18532, "stonea", "Make GPU block size configurable on per-kernel launch basis", "2021-10-07T18:34:45Z"

Currently, block size for GPU kernel launches are set using the `CHPL_GPU_BLOCK_SIZE`

environment variable (or defaults to 512 if not set). This forces all kernel launches to use the same block size, which is not ideal.
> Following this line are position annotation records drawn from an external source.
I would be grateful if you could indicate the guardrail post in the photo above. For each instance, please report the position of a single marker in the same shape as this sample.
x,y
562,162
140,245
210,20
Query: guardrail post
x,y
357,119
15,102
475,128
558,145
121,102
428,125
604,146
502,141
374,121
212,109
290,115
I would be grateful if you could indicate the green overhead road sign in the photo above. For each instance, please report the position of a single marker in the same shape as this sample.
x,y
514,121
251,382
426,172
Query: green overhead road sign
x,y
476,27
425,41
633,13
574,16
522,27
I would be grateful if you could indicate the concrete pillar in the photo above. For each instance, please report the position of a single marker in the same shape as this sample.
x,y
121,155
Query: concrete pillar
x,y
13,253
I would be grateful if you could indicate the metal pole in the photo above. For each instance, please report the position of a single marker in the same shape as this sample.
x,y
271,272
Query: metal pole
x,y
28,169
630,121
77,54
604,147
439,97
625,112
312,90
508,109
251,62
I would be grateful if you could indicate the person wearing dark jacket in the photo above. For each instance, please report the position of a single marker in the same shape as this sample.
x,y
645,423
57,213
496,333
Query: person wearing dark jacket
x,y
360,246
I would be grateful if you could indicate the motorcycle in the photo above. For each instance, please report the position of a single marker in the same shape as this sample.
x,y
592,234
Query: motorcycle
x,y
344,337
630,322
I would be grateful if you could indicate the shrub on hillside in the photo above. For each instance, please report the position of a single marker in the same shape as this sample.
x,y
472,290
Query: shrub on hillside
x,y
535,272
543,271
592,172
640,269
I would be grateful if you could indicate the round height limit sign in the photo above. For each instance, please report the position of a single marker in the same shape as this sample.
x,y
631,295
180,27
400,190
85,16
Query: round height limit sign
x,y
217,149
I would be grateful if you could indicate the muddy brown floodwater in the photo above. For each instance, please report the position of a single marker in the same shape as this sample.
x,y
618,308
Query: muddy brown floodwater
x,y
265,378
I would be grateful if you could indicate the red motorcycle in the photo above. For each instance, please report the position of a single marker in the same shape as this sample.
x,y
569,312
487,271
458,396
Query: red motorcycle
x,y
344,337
Perhaps we should have some intelligence to automatically determine a good block size; the `cudaOccupancyMaxPotentialBlockSize()`

function may be useful in achieving this.

Nevertheless, users may want to explicitly be able to control block\grid size, so it would be good if there was some mechanism to do this.

Trying to brainstorm ideas, here's what I can come up with:

#### New syntax on the loop:

```
on gpuLocale {
forall i = 1..n with blocksize(5) { ... } }
forall i = 1..n with blocksize(10) { ... } }
}
```

#### New syntax on the 'on' statement:

```
on gpuLocale with blockSize(5) {
forall i = 1..n with blocksize(5) { ... }
}
on gpuLocale with blockSize(10) {
forall i = 1..n with blocksize(5) { ... }
}
```

#### Annotations on the loop:

```
on gpuLocale {
@gpuBlockSize(5)
forall i = 1..n { ... }
@gpuBlockSize(10)
forall i = 1..n { ... }
}
```

#### Annotations on the 'on' statement:

```
@gpuBlockSize(5)
on gpuLocale {
forall i = 1..n { ... }
}
@gpuBlockSize(10)
on gpuLocale {
forall i = 1..n { ... }
}
```

#### Mutable value on locale:

```
gpuLocale.blockSize = 5; on gpuLocale { forall i = 1..n { ... } }
gpuLocale.blockSize = 10; on gpuLocale { forall i = 1..n { ... } }
```

#### Make it part of the range\domain for the loop:

```
var d1 = {1..n}; d1.gpuBlockSize = 5;
var d2 = {1..n}; d2.gpuBlockSize = 5;
on gpuLocale { forall i = d1 { ... } }
on gpuLocale { forall i = d2 { ... } }
```

## Related issues:

This issue (how to mark loops as order independent without adding qthreads-tasks · Issue #16404 · chapel-lang/chapel · GitHub) proposes ways

of marking forall\foreach loops as not needing to add qthread-tasks.

One of its proposed solutions is too add a new "loop configuration syntax" to forall\foreach loops.